The PreparedStatements module provides a WeakMap-based cache that maps each Database handle to a Map<string, Statement>. Statements are prepared once per (db, key) pair and reused on every subsequent call, avoiding repeated SQL compilation on hot paths.
const cache = new WeakMap<Database, Map<string, Statement>>()

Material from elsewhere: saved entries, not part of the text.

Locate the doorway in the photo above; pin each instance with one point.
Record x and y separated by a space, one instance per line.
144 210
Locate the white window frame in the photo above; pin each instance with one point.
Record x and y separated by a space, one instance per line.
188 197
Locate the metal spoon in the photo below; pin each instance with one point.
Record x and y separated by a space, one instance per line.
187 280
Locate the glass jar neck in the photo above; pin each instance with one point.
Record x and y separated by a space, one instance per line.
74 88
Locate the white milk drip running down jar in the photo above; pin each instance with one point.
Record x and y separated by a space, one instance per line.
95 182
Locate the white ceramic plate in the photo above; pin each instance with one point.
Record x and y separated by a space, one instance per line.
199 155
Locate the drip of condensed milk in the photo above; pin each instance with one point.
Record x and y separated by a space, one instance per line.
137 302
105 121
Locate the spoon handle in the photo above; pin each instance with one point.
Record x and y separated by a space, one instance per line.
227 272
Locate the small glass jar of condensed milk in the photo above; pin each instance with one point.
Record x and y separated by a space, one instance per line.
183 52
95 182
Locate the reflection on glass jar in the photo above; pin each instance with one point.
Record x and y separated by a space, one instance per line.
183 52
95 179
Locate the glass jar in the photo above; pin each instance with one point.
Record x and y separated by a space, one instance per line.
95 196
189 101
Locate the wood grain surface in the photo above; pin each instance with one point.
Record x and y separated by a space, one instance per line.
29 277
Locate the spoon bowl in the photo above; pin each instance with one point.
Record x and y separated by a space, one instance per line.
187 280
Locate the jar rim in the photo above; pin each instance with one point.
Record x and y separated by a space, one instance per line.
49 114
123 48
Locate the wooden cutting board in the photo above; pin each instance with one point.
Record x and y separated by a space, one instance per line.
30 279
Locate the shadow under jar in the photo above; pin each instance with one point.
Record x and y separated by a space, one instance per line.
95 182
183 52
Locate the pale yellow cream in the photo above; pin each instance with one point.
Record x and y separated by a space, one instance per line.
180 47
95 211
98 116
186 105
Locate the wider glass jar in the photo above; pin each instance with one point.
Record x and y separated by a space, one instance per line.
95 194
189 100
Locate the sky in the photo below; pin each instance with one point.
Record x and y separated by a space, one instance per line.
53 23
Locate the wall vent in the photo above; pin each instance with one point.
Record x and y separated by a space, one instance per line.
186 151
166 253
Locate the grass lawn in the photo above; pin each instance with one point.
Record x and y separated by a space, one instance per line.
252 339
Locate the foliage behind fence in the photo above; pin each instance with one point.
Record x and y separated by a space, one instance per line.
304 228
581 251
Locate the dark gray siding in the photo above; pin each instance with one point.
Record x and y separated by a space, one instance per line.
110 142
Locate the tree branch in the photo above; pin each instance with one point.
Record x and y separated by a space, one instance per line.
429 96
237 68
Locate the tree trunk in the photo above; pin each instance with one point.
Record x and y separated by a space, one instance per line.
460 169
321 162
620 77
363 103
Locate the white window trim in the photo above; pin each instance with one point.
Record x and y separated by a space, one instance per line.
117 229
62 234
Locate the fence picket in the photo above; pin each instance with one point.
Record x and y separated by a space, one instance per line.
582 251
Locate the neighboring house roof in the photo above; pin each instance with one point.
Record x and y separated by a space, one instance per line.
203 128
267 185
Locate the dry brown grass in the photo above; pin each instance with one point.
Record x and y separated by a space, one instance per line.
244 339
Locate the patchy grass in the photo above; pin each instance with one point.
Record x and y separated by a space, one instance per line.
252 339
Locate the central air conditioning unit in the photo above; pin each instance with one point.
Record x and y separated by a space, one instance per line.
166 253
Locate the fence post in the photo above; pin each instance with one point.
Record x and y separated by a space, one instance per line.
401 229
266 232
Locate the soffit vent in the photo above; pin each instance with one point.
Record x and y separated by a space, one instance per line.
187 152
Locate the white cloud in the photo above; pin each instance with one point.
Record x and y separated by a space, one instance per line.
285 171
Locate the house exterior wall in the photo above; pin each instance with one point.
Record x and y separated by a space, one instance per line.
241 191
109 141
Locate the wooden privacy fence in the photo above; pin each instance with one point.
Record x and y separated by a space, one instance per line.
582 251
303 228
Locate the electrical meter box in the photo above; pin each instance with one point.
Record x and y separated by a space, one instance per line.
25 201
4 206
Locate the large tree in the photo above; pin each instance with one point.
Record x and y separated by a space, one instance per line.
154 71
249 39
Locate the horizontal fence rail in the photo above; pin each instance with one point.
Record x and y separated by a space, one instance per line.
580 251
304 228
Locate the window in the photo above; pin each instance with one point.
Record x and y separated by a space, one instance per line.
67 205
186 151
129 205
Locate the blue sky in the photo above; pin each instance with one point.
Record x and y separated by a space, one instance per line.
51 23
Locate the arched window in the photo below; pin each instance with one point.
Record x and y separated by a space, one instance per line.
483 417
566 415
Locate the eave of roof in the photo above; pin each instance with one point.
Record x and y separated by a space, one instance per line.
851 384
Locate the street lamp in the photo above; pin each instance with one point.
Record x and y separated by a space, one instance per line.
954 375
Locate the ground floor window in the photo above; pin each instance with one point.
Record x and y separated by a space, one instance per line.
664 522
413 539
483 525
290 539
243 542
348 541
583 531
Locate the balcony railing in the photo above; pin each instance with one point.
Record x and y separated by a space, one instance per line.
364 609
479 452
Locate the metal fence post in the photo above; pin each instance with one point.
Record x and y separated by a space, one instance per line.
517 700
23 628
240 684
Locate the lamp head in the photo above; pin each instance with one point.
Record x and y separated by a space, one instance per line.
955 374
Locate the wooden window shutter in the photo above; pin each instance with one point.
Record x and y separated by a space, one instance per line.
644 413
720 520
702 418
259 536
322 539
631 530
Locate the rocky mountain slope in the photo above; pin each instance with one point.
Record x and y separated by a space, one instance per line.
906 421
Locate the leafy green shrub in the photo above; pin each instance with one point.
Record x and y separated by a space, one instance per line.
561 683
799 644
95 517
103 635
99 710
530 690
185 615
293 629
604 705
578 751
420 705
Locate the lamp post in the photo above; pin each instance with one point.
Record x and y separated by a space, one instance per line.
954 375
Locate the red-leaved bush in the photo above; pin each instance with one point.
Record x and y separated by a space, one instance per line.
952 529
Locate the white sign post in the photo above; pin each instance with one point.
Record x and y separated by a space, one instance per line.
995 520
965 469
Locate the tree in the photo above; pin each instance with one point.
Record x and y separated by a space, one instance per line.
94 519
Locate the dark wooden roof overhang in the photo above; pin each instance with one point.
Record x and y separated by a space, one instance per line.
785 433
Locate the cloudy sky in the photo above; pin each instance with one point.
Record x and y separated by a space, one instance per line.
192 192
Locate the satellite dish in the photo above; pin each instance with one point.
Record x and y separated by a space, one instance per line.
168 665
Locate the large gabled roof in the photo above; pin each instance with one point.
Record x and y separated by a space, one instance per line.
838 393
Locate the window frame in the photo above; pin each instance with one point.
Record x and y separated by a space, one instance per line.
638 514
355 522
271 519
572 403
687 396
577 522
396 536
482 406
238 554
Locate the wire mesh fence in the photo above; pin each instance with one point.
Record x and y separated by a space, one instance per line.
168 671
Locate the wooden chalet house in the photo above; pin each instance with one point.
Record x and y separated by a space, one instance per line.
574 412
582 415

export function stmt<TRow, TParams>(db: Database, key: string, sql: string): Statement<TRow, TParams> {
  let stmtMap = cache.get(db)
  if (!stmtMap) {
    stmtMap = new Map()
    cache.set(db, stmtMap)
  }
  let s = stmtMap.get(key)
  if (!s) {
    s = db.query(sql)
    stmtMap.set(key, s)
  }
  return s as Statement<TRow, TParams>
}
The WeakMap keying is deliberate: when a Database handle is closed and evicted from the LRU cache, the entire statement map for that database becomes eligible for garbage collection. No manual cleanup is required beyond the evictStatements(db) call that the DbLruCache issues before closing each handle.

Database Handle LRU Cache

Both workers use DbLruCache to manage open database connections. The writer caches up to 128 handles; the reader caches up to 64. The cache uses Map insertion-order semantics for O(1) get, set, and eviction:
  • Get touches the entry by deleting and re-inserting it (moving it to the end of iteration order).
  • Set evicts the oldest entry (first in iteration order) if the cache is at capacity.
  • Evict calls evictStatements(db) to clear the prepared statement cache, then db.close().
export class DbLruCache {
  private readonly cache = new Map<string, Database>()
  constructor(private readonly maxSize: number) {}
  // ...
}

Worker Protocol: Type Safety Across Threads

The worker-protocol.ts module defines discriminated unions for every message that crosses the worker boundary:
export type WriterCommand =
  | InsertEventCmd
  | InsertEventWithIdCmd
  | InsertMessageCmd
  | InsertMessageMetaCmd
  | InsertUsageCmd
  | EnsureDbCmd
  | CloseDbCmd
  | FlushCmd
  | ShutdownCmd
Every interface uses readonly fields, and command types are string literal discriminants. This makes exhaustive switch statements in both workers fully type-checked at compile time.

Why Not PostgreSQL?

Zero-Ops Deployment

No external process to manage. The gateway binary is the entire backend. Start it, and SQLite files are created on demand.

Per-Session Isolation

Each session’s data lives in its own file. A corrupted database affects exactly one session. There is no blast radius.

Trivial Backup

Back up a session by copying its directory. Restore by placing files on disk. No pg_dump, no logical replication.

Horizontal Scaling

No shared state means no coordination. Each gateway instance manages its own SQLite files. Scale by adding instances behind a load balancer with session affinity.
SQLite is not a silver bullet. This architecture assumes session affinity: a given session is managed by exactly one gateway instance at a time. If you need multi-writer access to the same session from multiple processes, you will need to either introduce a coordination layer or switch to a shared database.

Performance Characteristics

The two-worker design achieves the following:
  • Write throughput: Batching amortizes transaction overhead. At 100 commands per batch, a single writer can sustain thousands of writes per second per database.
  • Read latency: Reader queries run on a separate thread and never block writes. WAL mode means readers see a consistent snapshot even while the writer is mid-transaction.
  • Memory pressure: LRU caches (128 writer, 64 reader) bound the number of open file descriptors. WeakMap-based statement caches ensure garbage collection reclaims memory when databases are evicted.
  • Graceful degradation: If a worker crashes, the onerror handler on the main thread rejects all pending promises. The gateway can detect this and restart the worker or shut down cleanly.